Guarini’s Chapel of the Holy Shroud burned down in 1997, though the relic itself was saved, much to the relief of Shroudies the world over. But fans of Guarini’s graceful version of the baroque still have Palazzo Carignano, home to a branch of the Savoy family, to admire. In the swirling facade, bricks are latticed, scrolled and scooped out of their functional natures. Inside, beyond the pigeon droppings, is the Museo Nazionale del Risorgimento Italiano, which celebrates Turin’s key role in Italy’s struggle for independence.
For a few brief years, before the capital moved south, this was where the Italian parliament met. Restored in 1997, the Sala del Parlamento Subalpino is a splendid oval of red velvet seats, overlooked by a trompe I’oeil dome – a perfect setting for the melodrama of Italian politics. After each performance, deputies would adjourn to Ristorante del Cambio opposite, a stuccoed establishment that is still going strong. Even the waiters have hardly changed since 1860.

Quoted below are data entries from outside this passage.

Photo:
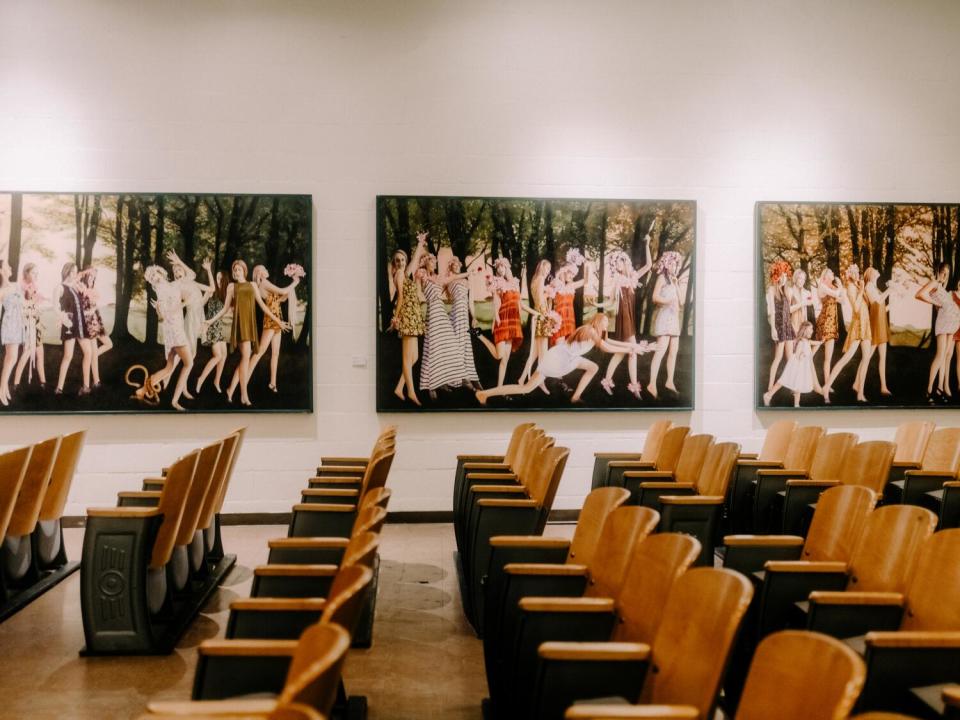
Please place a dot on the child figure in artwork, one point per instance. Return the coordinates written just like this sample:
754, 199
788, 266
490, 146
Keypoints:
799, 374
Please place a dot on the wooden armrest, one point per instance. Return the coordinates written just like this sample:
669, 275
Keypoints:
130, 512
914, 638
308, 543
840, 597
594, 651
804, 566
549, 604
555, 569
292, 570
692, 499
505, 502
534, 541
262, 648
293, 604
590, 711
763, 540
207, 708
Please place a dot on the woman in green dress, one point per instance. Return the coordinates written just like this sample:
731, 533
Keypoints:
243, 297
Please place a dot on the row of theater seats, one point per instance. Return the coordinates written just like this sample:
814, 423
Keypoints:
34, 484
150, 563
308, 604
865, 606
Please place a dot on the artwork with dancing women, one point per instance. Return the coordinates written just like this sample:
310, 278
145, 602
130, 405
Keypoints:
858, 305
155, 303
524, 303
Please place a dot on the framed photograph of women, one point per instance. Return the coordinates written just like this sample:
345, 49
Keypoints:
133, 302
857, 305
534, 303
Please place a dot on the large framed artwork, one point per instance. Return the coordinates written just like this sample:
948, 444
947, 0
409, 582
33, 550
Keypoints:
534, 304
131, 302
857, 305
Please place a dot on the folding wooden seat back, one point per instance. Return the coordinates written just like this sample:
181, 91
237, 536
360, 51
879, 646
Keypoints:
691, 458
797, 675
347, 596
315, 668
204, 478
13, 467
171, 506
692, 644
886, 553
26, 510
658, 560
597, 506
931, 601
830, 454
837, 523
868, 465
61, 477
911, 440
623, 528
653, 440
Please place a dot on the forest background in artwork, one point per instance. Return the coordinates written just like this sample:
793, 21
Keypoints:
525, 231
120, 234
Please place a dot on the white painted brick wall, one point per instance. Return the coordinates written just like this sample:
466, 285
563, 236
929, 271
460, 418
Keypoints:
722, 101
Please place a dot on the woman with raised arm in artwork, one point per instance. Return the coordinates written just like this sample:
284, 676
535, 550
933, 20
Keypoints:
858, 335
33, 330
778, 316
567, 356
666, 319
879, 326
407, 318
270, 336
244, 297
946, 325
541, 298
73, 329
625, 281
827, 329
213, 336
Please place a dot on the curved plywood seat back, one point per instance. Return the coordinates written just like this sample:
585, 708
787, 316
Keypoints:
943, 451
240, 433
172, 499
13, 466
671, 448
803, 675
868, 464
204, 478
703, 613
837, 523
777, 441
347, 596
830, 454
886, 553
61, 477
931, 599
220, 478
654, 439
624, 527
802, 448
314, 673
717, 469
691, 458
361, 550
516, 440
597, 505
26, 510
658, 560
911, 440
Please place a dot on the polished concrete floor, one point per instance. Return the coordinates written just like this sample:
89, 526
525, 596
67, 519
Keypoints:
425, 661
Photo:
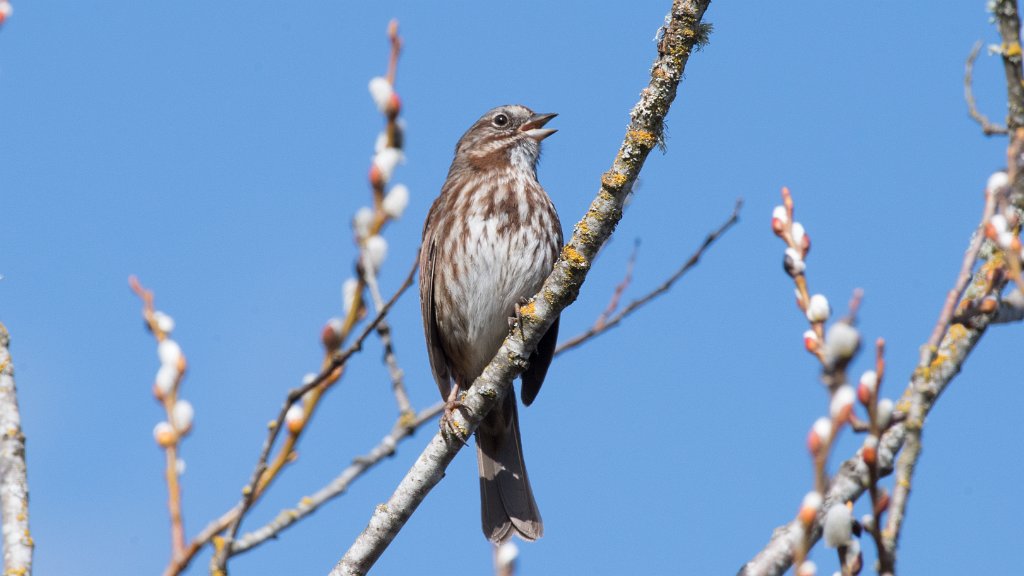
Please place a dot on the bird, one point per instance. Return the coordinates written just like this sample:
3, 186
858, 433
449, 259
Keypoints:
491, 239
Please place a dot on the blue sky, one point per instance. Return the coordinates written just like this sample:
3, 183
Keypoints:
219, 151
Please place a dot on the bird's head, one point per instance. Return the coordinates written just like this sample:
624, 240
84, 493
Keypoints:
507, 134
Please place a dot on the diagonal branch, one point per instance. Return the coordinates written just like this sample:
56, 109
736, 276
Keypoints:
17, 544
939, 365
682, 32
233, 516
340, 484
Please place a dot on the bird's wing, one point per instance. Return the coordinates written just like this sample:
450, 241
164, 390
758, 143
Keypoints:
438, 361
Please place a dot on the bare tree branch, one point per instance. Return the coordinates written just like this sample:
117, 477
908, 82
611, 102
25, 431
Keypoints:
17, 543
340, 484
606, 321
338, 360
682, 32
972, 107
1009, 23
258, 482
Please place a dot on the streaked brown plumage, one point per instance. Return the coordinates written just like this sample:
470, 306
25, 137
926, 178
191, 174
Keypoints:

A little further down the same street, the Museo Egizio is the surprise trump card in Turin’s sightseeing hand. The Savoys had dabbled in Ancient Egyptian knick-knacks ever since the 16th century, when they acquired the Mensa Isiaca, a bronze tablet with hieroglyphic inscriptions that stirred up the Renaissance appetite for mummy lore (though it was later revealed to be a Roman copy). The fledgling collection
was given a huge boost in 1824 when Carlo Felice bought up the Egyptian hoard of Bernardino Drovetti. a resourceful Piedmontese who had used his position as French consul in Cairo to amass the world’s biggest private collection of Egyptian artefacts. Later Italian expeditions plumped out the museum’s holdings, which today consist of around 30,000 items.
In functional steel cases, mummies lie sliced into suspended sections. In the dusty, reconstructed tomb of Ini – from 2100bc -clay serfs make beer and bread to keep their master going in the afterlife. An upstairs room houses an entire rock-hewn temple, brought here in blocks to save it from the rising waters of the Aswan Dam.The display and the labels – may not be as impressive as those in the Egyptian rooms of the
British Museum or the Louvre, but for sheer completeness, Turin wins hands down.